Amber Heard (REUTERS/Evelyn Hockstein)
Amber Heard (REUTERS/Evelyn Hockstein)

Enos works as a counselor to other men who have experienced domestic violence, and believes that Seeing a man perceived to be as powerful, rich and famous as Depp claim to have endured domestic violence has made him feel less alone.

Of every 2 women murdered, one is at the hands of her partner, according to the National Coalition Against Domestic Violence, or NCADV. Instead, 1 in 13 men is killed by their partner.

The focus of this trial provides an opportunity to openly discuss the nuances of this type of violence that are often overlooked and may empower some victims to feel less alone.

Heard testified that she “reactively” hit Depp while Depp “proactively” hit her. That is, she alleges that she hit her partner at the time only in self-defense or in defense of her sister. She recalled an incident from December 2015 in which she, she said she, Depp buried her head in a pillow and began to suffocate her. “I thought, ‘This is how I die,’” she said on the stand. “He’s going to kill me now. She’s going to kill me and she won’t even know it.”

Depp has denied physically abusing Heard or committing domestic abuse.

Mimi Sterling, executive director of The Family Place, a Dallas-based shelter and resource center for survivors of family violence, told NBCnews what some social work training describes the belief that “men may not experience domestic violence like women based on power dynamics”.

“Simply it is not accepted in our society, that men can be victimized in this waySterling said.

The truth is that Depp’s popularity seems to be growing, contrary to what is happening with Heard. Experts have raised concerns that the level of vitriol directed at Heard could push some survivors of domestic violence further into hiding.

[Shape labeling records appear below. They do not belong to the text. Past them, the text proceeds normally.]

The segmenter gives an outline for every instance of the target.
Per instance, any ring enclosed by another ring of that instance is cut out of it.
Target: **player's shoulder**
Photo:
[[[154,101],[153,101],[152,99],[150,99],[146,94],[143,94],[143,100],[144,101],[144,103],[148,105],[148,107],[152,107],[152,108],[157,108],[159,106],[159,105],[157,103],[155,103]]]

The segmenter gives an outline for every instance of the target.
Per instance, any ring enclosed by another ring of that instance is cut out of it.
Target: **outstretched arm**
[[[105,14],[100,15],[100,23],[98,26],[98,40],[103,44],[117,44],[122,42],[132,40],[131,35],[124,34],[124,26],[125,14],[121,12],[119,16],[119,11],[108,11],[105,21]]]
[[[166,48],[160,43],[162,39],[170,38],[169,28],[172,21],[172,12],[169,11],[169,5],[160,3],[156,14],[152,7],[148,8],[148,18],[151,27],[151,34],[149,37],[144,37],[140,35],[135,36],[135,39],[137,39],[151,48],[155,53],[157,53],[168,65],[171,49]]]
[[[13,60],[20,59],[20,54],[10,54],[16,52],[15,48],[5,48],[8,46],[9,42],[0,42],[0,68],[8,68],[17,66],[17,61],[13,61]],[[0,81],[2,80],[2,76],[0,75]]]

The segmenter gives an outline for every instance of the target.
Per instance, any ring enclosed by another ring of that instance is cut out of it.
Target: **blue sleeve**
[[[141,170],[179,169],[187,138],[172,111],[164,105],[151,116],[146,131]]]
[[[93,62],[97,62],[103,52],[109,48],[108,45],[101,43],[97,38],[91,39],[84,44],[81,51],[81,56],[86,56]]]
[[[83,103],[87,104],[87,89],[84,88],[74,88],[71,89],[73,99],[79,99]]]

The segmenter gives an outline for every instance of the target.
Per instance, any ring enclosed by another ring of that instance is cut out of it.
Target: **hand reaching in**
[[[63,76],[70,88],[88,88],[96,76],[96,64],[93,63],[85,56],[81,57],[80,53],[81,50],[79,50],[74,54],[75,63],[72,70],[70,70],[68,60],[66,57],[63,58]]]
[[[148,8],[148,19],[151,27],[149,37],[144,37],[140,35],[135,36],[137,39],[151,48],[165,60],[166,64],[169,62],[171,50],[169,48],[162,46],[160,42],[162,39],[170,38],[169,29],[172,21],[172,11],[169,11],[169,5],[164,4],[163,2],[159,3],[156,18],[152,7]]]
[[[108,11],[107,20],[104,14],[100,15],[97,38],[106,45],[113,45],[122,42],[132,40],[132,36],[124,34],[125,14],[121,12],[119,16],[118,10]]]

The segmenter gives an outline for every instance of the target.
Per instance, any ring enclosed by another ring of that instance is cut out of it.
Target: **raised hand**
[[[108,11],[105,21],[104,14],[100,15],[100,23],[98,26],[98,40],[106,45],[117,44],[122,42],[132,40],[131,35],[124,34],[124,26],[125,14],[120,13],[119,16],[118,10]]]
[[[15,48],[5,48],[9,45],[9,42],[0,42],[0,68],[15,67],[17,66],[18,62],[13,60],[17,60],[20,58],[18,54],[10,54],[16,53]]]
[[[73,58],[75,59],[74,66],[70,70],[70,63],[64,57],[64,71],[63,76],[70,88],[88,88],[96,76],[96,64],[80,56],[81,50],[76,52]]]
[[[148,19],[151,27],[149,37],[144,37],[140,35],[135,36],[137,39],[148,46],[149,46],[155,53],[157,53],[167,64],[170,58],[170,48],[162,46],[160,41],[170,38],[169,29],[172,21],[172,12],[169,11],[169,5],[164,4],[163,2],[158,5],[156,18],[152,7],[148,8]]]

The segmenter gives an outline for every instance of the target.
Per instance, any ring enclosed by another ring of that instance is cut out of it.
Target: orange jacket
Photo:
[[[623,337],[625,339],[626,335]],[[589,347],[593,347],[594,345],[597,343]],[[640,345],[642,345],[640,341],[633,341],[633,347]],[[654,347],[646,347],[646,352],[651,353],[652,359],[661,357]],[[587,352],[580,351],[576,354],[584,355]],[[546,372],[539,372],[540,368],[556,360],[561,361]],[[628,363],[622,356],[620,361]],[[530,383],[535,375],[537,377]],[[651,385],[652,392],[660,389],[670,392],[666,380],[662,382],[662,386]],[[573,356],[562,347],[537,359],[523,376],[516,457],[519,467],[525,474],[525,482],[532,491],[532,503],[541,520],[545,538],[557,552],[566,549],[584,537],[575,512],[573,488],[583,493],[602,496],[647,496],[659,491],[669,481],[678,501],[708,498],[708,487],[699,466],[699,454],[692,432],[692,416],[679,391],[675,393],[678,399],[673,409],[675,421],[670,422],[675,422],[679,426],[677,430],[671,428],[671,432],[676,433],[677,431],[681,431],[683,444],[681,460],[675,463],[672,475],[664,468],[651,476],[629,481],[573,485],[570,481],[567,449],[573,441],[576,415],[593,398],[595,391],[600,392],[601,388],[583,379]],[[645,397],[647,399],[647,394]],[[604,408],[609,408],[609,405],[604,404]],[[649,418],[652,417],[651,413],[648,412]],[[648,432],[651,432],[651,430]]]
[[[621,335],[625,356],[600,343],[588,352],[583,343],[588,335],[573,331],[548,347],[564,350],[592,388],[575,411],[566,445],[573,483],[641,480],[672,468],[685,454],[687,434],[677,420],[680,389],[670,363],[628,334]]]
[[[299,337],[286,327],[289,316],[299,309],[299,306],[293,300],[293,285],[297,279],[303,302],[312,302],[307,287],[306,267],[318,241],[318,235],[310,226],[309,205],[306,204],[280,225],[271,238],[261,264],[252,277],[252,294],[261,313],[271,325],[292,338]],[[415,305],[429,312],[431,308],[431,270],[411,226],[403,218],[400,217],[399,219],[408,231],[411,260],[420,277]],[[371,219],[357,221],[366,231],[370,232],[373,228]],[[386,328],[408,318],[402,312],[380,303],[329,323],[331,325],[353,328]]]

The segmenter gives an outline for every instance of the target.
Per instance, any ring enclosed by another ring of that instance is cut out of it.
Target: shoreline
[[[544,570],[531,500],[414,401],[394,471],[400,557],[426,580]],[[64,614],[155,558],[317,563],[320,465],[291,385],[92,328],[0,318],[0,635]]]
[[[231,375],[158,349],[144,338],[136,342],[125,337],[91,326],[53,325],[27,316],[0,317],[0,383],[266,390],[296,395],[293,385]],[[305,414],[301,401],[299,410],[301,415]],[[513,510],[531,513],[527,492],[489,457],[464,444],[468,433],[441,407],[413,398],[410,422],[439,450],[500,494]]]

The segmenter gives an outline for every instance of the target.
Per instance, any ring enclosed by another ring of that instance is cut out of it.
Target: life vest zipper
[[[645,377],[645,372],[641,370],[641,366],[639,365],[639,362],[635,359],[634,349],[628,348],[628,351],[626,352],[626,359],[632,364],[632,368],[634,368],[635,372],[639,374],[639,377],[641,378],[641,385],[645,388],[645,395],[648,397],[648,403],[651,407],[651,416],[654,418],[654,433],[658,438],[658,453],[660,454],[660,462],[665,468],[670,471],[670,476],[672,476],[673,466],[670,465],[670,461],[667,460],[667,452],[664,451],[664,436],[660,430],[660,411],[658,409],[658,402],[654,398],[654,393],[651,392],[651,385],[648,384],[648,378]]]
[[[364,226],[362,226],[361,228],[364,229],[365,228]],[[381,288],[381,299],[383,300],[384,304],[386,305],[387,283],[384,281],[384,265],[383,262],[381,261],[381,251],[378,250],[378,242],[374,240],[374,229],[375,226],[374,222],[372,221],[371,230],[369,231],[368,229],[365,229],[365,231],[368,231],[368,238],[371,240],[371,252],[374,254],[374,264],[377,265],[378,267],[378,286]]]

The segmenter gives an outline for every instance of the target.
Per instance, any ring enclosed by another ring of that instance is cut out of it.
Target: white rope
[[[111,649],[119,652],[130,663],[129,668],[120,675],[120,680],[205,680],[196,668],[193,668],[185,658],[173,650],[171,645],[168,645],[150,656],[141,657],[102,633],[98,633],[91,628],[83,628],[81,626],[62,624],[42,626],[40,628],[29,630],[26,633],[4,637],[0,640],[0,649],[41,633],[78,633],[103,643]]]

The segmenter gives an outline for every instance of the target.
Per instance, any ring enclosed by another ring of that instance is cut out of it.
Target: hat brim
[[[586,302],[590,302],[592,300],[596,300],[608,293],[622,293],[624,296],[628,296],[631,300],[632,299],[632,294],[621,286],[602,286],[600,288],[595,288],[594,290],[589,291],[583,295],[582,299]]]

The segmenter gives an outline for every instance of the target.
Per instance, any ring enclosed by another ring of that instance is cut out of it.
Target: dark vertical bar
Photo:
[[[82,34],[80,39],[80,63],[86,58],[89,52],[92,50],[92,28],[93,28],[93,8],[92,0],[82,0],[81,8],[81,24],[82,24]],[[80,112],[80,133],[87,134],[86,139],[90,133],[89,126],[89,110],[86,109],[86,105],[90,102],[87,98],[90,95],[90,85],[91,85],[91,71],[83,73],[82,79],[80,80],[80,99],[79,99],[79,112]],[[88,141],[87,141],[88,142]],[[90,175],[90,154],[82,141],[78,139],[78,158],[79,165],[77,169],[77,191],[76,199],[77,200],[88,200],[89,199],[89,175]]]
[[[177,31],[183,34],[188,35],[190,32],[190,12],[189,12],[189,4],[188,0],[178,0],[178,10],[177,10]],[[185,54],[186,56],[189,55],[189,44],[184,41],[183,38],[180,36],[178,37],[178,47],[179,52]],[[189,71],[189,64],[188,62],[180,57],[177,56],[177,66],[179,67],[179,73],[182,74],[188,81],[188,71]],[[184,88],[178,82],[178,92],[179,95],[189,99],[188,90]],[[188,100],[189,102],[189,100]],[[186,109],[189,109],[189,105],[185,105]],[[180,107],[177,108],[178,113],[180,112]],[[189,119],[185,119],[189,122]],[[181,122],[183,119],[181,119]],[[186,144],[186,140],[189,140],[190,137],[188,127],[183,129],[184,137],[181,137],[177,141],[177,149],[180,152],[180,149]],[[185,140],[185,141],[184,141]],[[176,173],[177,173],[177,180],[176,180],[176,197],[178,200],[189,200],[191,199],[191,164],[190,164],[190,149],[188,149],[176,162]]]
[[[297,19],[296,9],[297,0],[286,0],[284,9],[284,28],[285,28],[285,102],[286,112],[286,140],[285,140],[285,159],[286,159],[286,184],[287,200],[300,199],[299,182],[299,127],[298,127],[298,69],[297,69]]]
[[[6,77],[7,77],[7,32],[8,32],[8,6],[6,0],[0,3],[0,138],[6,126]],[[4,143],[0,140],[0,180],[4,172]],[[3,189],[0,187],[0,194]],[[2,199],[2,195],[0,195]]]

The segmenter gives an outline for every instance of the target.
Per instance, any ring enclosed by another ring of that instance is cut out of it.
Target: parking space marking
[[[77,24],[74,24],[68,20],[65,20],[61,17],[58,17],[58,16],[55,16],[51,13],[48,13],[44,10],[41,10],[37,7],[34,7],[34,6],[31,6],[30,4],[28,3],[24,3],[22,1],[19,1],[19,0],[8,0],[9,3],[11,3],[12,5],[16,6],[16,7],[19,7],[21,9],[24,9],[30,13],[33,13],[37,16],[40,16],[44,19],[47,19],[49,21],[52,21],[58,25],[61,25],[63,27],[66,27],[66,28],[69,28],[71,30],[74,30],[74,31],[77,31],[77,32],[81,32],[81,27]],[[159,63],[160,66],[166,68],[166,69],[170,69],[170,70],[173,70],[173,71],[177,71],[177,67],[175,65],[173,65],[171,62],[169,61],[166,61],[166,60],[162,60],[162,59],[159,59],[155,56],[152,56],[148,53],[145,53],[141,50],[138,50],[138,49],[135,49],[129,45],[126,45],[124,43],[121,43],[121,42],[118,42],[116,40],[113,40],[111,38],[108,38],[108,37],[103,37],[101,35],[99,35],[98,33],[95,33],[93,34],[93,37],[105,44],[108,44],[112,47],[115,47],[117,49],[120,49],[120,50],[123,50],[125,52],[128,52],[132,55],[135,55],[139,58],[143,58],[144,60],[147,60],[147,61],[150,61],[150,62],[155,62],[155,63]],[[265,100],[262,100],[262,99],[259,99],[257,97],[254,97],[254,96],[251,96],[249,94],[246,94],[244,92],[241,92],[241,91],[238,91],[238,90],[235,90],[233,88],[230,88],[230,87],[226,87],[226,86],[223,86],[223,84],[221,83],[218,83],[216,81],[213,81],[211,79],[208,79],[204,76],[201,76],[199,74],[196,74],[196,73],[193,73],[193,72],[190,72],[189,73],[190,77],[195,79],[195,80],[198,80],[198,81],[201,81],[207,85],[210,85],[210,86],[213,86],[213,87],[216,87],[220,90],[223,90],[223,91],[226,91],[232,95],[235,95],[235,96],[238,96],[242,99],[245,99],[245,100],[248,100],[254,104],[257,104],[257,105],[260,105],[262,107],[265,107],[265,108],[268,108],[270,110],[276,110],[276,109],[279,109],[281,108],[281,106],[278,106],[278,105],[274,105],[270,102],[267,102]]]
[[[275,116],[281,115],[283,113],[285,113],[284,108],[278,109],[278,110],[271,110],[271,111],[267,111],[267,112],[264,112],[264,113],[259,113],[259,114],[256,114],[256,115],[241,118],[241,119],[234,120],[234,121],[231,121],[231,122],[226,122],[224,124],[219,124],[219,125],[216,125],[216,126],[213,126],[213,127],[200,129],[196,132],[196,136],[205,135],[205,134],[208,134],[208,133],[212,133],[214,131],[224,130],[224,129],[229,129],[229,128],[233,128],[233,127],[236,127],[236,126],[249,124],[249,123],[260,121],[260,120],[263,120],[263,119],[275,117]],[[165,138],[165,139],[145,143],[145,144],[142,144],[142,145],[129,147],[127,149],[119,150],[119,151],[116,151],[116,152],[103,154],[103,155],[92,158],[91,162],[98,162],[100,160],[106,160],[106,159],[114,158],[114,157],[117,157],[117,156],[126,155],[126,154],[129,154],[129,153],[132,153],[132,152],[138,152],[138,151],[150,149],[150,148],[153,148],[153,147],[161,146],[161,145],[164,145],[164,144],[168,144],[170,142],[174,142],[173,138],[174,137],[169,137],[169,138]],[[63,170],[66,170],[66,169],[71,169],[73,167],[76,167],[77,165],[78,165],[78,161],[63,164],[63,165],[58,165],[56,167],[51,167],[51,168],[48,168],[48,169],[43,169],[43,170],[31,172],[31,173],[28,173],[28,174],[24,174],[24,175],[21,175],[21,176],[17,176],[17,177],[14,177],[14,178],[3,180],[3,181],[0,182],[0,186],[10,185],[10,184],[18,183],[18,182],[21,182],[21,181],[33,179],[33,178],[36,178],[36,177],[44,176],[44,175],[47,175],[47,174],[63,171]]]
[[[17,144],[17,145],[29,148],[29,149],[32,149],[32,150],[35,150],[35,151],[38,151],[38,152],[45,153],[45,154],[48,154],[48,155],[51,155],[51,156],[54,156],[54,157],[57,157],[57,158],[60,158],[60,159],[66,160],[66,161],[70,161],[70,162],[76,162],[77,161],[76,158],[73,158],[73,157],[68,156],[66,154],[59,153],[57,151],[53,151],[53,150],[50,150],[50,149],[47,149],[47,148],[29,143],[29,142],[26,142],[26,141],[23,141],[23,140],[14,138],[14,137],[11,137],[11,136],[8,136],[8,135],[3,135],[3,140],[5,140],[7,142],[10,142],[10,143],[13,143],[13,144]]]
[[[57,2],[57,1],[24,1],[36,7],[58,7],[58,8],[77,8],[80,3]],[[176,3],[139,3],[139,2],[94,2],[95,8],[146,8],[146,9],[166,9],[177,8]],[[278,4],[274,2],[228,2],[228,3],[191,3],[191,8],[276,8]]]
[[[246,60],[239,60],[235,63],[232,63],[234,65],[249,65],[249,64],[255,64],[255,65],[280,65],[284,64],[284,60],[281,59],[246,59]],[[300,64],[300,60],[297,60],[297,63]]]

Johnny Depp (Jim Watson/REUTERS)
Johnny Depp (Jim Watson/REUTERS)

Raven Jenerson, interim clinical director of the Rape, Abuse, and Incest National Network (RAINN), told NBCnews that all people, including victims, must work to relearn what it means to be masculine and how a masculine person should behave when faced with domestic violence. Stereotypes about how men should act and how they should deal with violent partners make more victims remain silent, experts said.

In opinion pieces like #MeToo is over if we don’t listen to ‘imperfect victims’ like Amber Heard, from Guardiansome question whether Heard’s treatment marks a turning point in the movement, noting that other powerful figures could try to emulate Depp’s comeback with litigation.

“We want people to know that there is no such thing as a perfect survivor. Perfection is relative.” Jenerson said.

On social media, male victims of domestic violence seem to be finding a place to unload and find support.

Searching for the terms “I am a survivor” and “Johnny Depp” on Twitter shows what they appear to be thousands of tweets from victims describing how empowered they have felt by the Depp case.

One user wrote: “I am a survivor and I stand with Johnny Depp because what happened to him happened to me too. The same level of depravity and willful malice.”

Experts believe that a powerful man coming forward in a high-profile, public trial that he is a victim of domestic abuse could have lasting benefits.

“It often takes high-profile cases, high-profile victims of anything, to bring about the change in our society and the change in perspective that is fundamental”Sterling said.